Tym, co odróżnia SS od dotychczas wydanych części cyklu JA jest grafika i fizyka. Te są w Silent Storm wręcz bajeczne! W pełni trójwymiarowa grafika rodem ze strzelanek, dokładna, wyrazista. Świetnie zaprojektowane lokacje, postacie, bronie. Wszystko jest po prostu fachową robotą. Jeszcze lepsza jest – imho – fizyka. Obejmuje ona dosłownie każdy przedmiot, czy budynek jakie napotka się w grze. Wszystko to można dowolnie niszczyć, przez eksplozje materiałów wybuchowych bądź odpowiednio intensywny ostrzał. Fizyka obejmuje też pociski wystrzelone z broni, które poruszają się po krzywych balistycznych i rykoszetują! Sytuacje, w których strzela się przez drewnianą podłogę do postaci stojącej piętro wyżej są w SS na porządku dziennym. Za fizykę postaci odpowiada dobrze znany ze strzelanek rag-doll. Przykładowo – wróg stojący na balkonie zostaje trafiony w głowę. Siła uderzenia jest tak mocna, że odrzuca jego ciało do tyłu. Uderza ono o barierkę, po czym przetacza się na drugą stronę i spada w dół. Oczywiście trafienie w inne miejsce oznacza zupełnie inny upadek…
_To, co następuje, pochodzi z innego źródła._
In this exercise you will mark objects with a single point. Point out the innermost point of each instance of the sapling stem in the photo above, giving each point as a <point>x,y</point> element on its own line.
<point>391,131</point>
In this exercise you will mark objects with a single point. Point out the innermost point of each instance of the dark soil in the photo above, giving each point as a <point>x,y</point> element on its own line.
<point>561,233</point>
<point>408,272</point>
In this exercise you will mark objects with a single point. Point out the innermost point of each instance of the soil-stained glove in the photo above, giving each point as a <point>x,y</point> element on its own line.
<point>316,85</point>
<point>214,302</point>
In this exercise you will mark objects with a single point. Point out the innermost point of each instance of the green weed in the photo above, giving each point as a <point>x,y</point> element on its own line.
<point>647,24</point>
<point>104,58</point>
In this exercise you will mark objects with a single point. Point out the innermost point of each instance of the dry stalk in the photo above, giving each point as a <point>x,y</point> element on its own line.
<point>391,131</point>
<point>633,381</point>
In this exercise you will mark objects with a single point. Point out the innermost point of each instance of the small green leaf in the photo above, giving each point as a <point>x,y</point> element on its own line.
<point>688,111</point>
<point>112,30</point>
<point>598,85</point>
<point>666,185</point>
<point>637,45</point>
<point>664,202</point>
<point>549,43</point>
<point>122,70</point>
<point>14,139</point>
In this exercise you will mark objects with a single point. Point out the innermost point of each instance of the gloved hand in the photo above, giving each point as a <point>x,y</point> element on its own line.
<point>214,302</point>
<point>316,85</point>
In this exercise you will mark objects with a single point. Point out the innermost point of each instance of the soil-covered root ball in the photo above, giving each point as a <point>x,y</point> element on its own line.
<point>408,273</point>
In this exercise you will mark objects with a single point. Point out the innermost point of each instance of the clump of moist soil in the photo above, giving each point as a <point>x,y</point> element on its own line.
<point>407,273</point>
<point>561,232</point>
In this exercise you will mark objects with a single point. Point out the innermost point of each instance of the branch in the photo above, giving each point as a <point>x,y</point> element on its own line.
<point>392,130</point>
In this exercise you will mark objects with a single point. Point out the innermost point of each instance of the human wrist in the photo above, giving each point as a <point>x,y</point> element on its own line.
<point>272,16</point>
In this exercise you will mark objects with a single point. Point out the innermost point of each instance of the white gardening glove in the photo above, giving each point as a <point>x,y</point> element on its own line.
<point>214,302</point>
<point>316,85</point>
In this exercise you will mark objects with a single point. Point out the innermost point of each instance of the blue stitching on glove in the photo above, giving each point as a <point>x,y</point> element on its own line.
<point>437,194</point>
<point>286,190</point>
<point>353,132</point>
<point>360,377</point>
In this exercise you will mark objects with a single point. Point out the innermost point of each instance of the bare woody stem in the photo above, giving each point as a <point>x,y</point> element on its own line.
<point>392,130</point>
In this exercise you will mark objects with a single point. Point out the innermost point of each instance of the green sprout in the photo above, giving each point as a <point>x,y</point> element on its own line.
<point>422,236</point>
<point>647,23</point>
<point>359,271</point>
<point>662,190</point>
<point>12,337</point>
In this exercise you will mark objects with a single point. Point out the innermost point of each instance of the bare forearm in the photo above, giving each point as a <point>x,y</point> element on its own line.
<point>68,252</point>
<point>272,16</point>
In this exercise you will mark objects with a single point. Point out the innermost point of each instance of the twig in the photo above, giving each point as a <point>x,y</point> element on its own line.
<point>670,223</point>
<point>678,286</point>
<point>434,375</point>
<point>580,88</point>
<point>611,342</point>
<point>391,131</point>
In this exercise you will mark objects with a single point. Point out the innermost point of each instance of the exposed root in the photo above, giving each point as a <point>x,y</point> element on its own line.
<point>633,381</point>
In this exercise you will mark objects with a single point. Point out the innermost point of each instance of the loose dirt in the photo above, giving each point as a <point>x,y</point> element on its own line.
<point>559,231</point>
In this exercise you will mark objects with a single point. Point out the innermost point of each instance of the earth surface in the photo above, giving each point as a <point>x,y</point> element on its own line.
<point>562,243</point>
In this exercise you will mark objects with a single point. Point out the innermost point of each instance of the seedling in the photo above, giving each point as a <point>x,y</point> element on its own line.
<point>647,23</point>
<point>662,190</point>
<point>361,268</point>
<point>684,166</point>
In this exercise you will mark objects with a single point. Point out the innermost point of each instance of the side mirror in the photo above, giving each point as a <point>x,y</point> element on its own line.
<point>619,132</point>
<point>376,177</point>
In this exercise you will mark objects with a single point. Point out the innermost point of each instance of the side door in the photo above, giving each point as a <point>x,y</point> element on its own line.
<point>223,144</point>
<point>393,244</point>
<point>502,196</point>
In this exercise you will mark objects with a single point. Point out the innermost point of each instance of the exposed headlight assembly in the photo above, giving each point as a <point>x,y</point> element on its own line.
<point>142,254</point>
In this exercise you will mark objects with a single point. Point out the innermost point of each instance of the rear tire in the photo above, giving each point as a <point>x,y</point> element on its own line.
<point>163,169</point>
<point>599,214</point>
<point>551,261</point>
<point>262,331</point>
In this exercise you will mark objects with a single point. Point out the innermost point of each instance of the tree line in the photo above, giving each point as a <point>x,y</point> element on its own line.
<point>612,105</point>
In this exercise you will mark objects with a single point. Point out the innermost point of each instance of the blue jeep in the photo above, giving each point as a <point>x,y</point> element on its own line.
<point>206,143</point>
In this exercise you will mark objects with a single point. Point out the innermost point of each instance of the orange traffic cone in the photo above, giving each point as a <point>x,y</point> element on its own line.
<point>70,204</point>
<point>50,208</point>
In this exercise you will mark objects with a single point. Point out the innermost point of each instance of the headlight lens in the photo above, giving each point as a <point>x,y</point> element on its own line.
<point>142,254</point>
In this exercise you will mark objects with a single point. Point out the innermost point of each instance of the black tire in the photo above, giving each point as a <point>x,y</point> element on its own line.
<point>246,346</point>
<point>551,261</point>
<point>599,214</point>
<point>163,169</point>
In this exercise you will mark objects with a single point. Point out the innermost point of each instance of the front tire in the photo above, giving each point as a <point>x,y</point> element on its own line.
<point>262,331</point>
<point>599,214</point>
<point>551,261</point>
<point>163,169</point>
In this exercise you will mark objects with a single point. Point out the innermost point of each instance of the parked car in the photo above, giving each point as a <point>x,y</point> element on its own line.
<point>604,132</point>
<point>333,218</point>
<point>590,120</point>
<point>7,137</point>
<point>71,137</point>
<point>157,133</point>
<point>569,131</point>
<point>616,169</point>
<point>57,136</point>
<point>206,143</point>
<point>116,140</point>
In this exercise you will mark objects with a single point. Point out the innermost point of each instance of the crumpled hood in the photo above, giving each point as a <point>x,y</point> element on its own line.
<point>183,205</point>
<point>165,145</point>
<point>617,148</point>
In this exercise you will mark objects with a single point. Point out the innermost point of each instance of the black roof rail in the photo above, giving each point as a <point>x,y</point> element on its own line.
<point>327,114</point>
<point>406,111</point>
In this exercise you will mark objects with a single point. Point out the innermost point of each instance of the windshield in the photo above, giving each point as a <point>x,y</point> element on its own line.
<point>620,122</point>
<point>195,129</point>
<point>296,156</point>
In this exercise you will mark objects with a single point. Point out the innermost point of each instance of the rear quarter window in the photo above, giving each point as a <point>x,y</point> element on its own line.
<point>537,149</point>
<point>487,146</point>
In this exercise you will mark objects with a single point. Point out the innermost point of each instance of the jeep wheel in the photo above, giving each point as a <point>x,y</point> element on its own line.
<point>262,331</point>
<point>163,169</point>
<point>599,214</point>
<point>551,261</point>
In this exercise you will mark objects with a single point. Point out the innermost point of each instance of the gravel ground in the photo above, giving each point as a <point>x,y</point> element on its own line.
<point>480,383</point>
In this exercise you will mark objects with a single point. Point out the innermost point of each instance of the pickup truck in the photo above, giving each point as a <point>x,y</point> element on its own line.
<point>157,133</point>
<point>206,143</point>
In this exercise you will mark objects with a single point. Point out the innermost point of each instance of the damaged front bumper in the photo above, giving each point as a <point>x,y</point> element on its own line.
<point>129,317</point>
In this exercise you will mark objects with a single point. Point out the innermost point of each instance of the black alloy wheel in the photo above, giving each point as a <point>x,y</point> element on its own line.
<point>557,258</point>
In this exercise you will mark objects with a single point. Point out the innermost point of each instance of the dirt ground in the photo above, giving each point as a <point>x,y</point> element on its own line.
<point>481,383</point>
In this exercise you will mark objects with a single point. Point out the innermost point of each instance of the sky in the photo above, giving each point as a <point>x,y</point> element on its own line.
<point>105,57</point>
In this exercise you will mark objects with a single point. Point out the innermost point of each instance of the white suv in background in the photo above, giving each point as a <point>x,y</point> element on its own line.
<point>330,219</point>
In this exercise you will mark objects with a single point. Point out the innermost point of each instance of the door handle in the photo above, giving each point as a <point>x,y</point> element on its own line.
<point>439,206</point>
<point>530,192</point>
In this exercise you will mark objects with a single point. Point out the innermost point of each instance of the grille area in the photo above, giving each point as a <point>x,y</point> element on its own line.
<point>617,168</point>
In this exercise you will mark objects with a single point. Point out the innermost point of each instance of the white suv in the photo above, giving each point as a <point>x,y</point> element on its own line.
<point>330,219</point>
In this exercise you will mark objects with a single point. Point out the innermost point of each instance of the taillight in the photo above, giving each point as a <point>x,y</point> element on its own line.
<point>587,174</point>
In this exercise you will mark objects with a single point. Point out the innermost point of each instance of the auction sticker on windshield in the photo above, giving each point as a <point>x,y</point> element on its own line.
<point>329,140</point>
Moim zdaniem, Silent Storm ma tylko jedną wadę. Kombinezony pancerne. Alternatywna historia przedstawiona w grze opiera się na nowym typie broni, twz. panzerklainach, które, w momencie, gdy się pojawiają, całkowicie burzą misternie tworzony nastrój. Bardzo ciężko je pokonać, szczególnie jeśli nie posiada się broni przeciwpancernej. Co prawda da się je po walce "przejąć" i zreperować we własnym hangarze, jednak samo ich pojawienie się uważam za największy błąd twórców. Sądzę, że można było stworzyć równie porywającą i interesującą fabułę, nie wykorzystując do tego takiej Wunderwaffe.
Jak widać, Silent Storm w pełni zasłużył na pojawienie się wśród "Gier podobnych do Jagged Alliance". Ta strategia turowa ma tyle wspólnego z cyklem JA, że każdy szanujący się fan turówek, a przede wszystkim Jaggeda, powinien po nią sięgnąć. Tym bardziej, że sprzedawana jest w polskiej wersji językowej (napisy) w jednym pudełku z dodatkiem ("Silent Storm: Sentinels") za 20 złotych. Moim zdaniem jest to cena więcej niż godziwa za tak dopracowany z każdej strony produkt.